What I find interesting about the current Constitutional crisis is that it isn’t occurring on the national level, which has actually been more restrained. It’s not to say that Trump’s response was perfect, since he seems to have a little too much faith in what his taskforce tells him. That being said, Trump never actually forced any of the states to shut down. He actually gave the states a set of guidelines that allowed them to choose the best course of action. Trump also shamed the FDA into setting aside their bureaucratic red tape to allow Corona patients to use experimental treatments. So, compared to the administrations of Lincoln, Wilson and Roosevelt, Trump’s record on emergency situation seems much less invasive.

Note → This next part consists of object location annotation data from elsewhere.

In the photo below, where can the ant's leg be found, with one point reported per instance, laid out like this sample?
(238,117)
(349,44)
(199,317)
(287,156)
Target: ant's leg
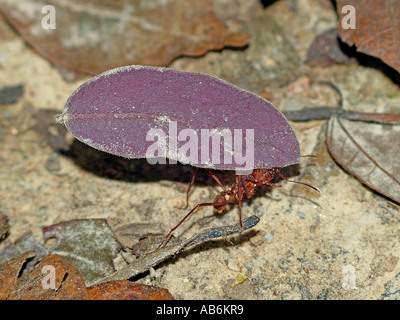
(190,186)
(205,204)
(216,179)
(240,193)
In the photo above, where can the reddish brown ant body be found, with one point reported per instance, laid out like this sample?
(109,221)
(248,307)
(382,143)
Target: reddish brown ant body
(245,186)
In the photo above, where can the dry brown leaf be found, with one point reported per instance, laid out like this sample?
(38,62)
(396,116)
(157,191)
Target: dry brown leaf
(29,285)
(94,36)
(126,290)
(9,273)
(377,31)
(369,151)
(4,226)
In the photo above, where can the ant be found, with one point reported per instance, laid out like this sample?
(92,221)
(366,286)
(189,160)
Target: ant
(245,186)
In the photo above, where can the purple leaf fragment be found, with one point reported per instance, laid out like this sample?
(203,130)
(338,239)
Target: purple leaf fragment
(123,111)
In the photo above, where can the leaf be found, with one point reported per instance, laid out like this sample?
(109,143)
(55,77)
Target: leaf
(11,94)
(115,111)
(88,244)
(369,152)
(377,31)
(94,36)
(9,273)
(126,290)
(27,242)
(4,226)
(34,285)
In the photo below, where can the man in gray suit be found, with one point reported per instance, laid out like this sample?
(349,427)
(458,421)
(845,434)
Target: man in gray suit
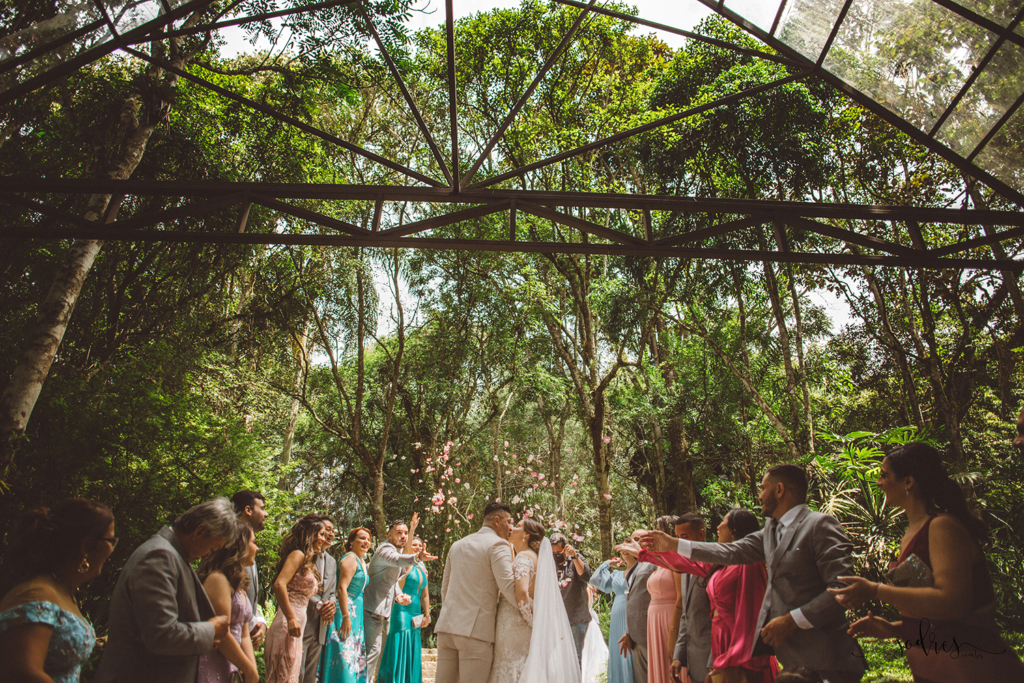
(693,644)
(161,620)
(386,567)
(320,609)
(637,602)
(805,553)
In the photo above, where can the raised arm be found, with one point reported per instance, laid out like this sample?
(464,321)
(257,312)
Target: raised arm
(834,555)
(748,550)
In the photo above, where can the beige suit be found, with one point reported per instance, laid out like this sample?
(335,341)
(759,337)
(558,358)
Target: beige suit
(477,569)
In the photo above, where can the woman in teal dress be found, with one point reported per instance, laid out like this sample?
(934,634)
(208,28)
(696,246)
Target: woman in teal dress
(343,658)
(400,662)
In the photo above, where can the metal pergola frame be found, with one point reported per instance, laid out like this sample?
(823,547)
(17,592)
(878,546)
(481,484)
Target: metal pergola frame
(458,190)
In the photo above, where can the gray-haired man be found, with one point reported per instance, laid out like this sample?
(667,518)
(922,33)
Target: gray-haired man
(161,620)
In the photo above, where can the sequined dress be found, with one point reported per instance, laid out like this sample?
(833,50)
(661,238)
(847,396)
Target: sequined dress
(513,628)
(71,643)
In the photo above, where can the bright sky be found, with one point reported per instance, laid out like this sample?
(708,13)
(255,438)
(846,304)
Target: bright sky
(679,13)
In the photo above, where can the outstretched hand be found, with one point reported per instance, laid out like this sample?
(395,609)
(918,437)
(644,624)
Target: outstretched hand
(857,592)
(658,542)
(872,627)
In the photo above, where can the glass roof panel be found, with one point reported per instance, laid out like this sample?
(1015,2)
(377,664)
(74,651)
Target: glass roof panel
(759,12)
(68,17)
(1000,11)
(993,92)
(908,55)
(807,24)
(1004,156)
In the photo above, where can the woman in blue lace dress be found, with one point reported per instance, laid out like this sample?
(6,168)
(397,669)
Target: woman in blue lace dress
(343,659)
(401,659)
(42,631)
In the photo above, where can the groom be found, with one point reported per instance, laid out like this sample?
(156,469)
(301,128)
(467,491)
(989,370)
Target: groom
(477,569)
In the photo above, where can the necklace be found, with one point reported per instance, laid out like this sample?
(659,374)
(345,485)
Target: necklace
(69,592)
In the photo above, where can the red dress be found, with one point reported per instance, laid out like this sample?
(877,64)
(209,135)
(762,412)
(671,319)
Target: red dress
(965,650)
(735,593)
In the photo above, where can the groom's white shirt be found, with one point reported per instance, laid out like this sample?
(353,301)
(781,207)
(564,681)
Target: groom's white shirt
(477,569)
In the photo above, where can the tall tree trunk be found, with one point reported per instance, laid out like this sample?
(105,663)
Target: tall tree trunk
(771,284)
(798,341)
(299,345)
(139,115)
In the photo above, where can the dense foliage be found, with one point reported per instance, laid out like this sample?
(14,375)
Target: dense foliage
(593,392)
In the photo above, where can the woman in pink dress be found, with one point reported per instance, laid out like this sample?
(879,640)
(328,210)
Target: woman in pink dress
(940,584)
(735,593)
(224,581)
(663,615)
(297,580)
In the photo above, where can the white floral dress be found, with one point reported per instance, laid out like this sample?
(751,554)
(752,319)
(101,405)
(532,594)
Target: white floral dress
(513,628)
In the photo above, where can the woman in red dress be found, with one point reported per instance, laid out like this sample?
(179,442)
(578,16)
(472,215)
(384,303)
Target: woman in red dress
(735,593)
(940,584)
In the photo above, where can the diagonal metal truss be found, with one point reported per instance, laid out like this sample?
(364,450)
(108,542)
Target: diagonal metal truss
(570,213)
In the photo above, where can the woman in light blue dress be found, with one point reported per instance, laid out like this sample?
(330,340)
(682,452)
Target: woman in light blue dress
(400,662)
(606,580)
(52,553)
(343,658)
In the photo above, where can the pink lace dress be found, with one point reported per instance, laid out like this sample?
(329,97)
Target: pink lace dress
(662,587)
(284,653)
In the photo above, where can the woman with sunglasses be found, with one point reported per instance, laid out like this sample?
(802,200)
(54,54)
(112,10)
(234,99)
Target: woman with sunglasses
(43,635)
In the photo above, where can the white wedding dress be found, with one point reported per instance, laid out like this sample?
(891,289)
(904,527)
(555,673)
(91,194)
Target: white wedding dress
(513,628)
(552,649)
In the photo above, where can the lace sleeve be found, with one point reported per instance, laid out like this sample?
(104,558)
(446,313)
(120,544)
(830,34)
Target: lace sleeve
(526,609)
(523,570)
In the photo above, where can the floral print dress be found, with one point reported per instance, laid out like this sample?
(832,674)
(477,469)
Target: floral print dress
(343,659)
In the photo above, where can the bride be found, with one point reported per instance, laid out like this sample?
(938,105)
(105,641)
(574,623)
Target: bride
(534,641)
(514,625)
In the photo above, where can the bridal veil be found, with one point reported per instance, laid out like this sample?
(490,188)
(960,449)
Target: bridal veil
(552,651)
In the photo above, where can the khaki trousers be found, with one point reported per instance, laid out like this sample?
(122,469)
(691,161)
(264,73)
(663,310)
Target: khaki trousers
(463,659)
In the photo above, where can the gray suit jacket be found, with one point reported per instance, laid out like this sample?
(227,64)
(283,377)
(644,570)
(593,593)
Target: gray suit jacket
(328,566)
(637,601)
(382,584)
(693,644)
(157,623)
(812,553)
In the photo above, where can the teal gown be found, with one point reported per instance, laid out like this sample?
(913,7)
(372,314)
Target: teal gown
(400,662)
(343,660)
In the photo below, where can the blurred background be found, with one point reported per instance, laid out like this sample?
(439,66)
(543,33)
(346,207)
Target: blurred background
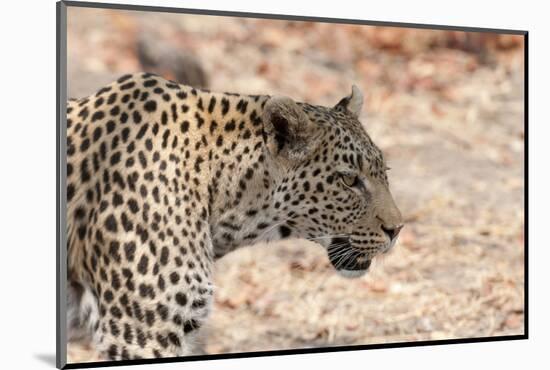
(446,108)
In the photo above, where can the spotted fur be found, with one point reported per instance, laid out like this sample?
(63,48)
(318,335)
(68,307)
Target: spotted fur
(163,179)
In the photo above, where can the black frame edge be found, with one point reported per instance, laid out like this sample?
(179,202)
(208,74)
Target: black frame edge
(286,352)
(61,134)
(288,17)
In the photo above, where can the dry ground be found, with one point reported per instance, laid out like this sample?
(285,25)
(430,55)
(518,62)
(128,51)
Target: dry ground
(446,109)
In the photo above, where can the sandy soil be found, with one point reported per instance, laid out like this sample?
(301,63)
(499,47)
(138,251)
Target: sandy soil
(447,110)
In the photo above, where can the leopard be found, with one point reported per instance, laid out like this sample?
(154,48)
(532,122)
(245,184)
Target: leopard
(163,179)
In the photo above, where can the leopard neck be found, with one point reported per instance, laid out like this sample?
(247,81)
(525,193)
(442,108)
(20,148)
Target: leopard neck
(239,174)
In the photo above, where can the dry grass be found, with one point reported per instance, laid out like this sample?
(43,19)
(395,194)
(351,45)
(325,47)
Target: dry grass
(447,112)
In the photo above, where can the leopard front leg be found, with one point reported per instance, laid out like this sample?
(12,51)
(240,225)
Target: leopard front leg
(153,294)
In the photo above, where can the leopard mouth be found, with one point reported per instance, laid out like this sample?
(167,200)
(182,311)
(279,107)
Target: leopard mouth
(348,261)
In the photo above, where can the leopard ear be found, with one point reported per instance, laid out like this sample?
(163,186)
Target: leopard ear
(286,129)
(352,103)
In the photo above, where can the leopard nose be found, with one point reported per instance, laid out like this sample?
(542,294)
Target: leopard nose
(392,231)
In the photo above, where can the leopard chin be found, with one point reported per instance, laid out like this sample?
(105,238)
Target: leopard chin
(348,262)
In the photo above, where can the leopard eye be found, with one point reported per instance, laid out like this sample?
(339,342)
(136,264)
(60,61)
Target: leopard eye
(350,180)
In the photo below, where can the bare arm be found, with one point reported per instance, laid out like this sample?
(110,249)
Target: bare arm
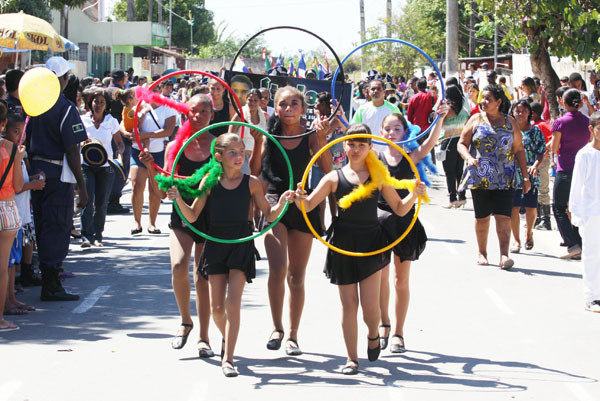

Before I conclude this article, I want to pay homage to those who are standing up to their local officials who keep forgetting their place. All government whether it is on the national, state or local level, must be reminded from time to time that it exists only to serve its people, not to have dominion over them. Keep reminding them of that. I also tip my hat to the people stood in front of the shop of that seventy-seven-year-old barber in Michigan to keep Whitmer’s cronies from shutting it down. I give the same respect to members of law enforcement who have refused to enforce laws that are both unconstitutional and unjust. You guys have truly kept the oath that you all took to uphold the Constitution.